16. A wide range of statutory services contribute to the protection of adults at risk. Effective adult protection can only be achieved when it is planned and delivered within the wider context of public protection and community safety. APCs should therefore consider membership that includes representatives from Child Protection services, Multi Agency Public Protection Arrangements (MAPPA), Criminal Justice and Scottish Fire & Rescue.
17. All APCs have a range of sub committees and membership of this need not be drawn from the APC itself. This gives the opportunity to engage other agencies in the work of the committee without having to be full committee members.
18. In this context it would be important to consider involvement and engagement with:
- services for adults, children and families
- other council services including housing, education, consumer protection, trading standards and community safety
- health services including general practitioners, allied health professionals, acute and psychiatric hospitals and community health services
- third and independent sector organisations e.g. care providers and carer groups
- the financial sector
- independent advocacy organisations
19. The need to support and protect adults at risk extends to adults within managed and registered care services, the NHS and independent hospitals and hospices. Where harm occurs or is suspected in these situations, the Care Inspectorate or HIS has a responsibility through its regulatory functions of inspection, investigating complaints and enforcement as well as a duty to make adult support and protection referrals. APCs will want to ensure a proper understanding of roles and responsibilities between the Care Inspectorate, HIS and local agencies who will have their own monitoring arrangements.
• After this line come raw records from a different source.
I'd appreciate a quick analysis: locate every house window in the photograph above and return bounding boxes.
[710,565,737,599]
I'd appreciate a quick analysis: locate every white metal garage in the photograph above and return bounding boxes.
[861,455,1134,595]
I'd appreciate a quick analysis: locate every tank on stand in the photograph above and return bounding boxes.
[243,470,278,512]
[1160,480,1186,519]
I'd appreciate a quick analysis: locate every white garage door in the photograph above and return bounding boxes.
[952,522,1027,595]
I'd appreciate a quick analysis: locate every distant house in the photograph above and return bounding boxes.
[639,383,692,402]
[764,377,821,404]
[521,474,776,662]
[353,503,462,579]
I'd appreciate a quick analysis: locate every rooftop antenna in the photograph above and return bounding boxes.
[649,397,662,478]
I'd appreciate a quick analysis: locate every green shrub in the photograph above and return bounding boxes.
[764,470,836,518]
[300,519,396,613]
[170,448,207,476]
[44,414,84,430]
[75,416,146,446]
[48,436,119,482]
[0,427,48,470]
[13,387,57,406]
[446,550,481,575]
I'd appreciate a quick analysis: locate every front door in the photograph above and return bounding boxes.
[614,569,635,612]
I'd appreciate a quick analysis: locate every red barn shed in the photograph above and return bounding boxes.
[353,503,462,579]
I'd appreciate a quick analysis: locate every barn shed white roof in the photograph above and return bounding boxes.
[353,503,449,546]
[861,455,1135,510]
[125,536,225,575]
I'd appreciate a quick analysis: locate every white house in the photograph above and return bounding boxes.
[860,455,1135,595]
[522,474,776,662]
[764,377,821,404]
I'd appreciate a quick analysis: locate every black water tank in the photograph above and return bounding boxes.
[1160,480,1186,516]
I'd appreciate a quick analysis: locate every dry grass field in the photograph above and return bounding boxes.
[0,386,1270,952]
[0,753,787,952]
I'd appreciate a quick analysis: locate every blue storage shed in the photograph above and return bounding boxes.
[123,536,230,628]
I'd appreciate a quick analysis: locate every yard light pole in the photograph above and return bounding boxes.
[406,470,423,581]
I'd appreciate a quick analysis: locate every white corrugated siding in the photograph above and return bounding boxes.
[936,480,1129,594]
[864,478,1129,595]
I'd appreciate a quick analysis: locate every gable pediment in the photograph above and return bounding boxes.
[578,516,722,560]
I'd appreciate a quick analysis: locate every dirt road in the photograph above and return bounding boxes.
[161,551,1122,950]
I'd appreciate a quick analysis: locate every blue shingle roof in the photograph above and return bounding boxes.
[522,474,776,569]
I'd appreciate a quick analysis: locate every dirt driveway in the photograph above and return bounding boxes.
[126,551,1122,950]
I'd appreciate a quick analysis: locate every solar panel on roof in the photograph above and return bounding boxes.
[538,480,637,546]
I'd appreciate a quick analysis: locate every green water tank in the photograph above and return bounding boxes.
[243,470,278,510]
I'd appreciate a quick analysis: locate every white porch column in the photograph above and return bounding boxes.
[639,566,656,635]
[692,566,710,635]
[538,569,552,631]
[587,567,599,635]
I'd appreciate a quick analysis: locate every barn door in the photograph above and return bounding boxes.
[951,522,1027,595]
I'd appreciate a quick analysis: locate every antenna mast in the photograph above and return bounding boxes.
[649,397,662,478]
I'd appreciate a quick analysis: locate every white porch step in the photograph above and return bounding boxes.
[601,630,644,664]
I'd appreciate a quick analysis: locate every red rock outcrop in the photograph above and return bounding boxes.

20. The Mental Welfare Commission for Scotland (MWC) has particular statutory responsibilities in relation to the care and treatment of people with mental disorders both in monitoring practice and carrying out inspections and inquiries as well as their duties to make adult support and protection referrals. APCs will want to ensure that arrangements are agreed and understood about the relationship between local agencies and the MWC in adult support and protection work. Similar understanding will need to be developed with the Office of the Public Guardian (Scotland). It may be that the National Conveners' Association can assist with this.
21. Each Committee should ensure that their discussion and decisions are fully informed and cognisant of the interests and concerns of local adults at risk and their carers. This may be achieved in a variety of ways, for example:
- there may be a number of places on the Committee reserved for representatives of adults who have received or might need adult protection services and carers. Every possible means of facilitating participation (such as advocacy, pre-meetings, supporters, interpreting services and the payment of travel expenses) should be considered.
- the Committee may establish regular contact with representative groups in their area, and ensure that such contact enables groups to explain their interests and concerns about adult protection as well as to give feedback on the extent to which they feel better protected by the Committees activities. It may be necessary and valuable to organise some ad hoc events where there are no established groups. Regular, carefully organised and facilitated events will ensure real exchanges of concerns and opinion.
22. Committees should consider inviting Advocacy and Carer organisations to be represented on the Committee, specifically charged with seeking out and representing the opinions of adults who may need or have needed protecting and their carers. It will be important to ensure that there is an adequate spread of interests represented, and that there is an exchange of information, rather than the Committee seeking feedback on its decisions and agenda.
23. Whichever options are chosen, it will be important for Committees as part of their regular self-assessments to consider whether it is enabling adults at risk to participate 'as fully as possible' in the carrying out of its functions (as required by the principles of the Act).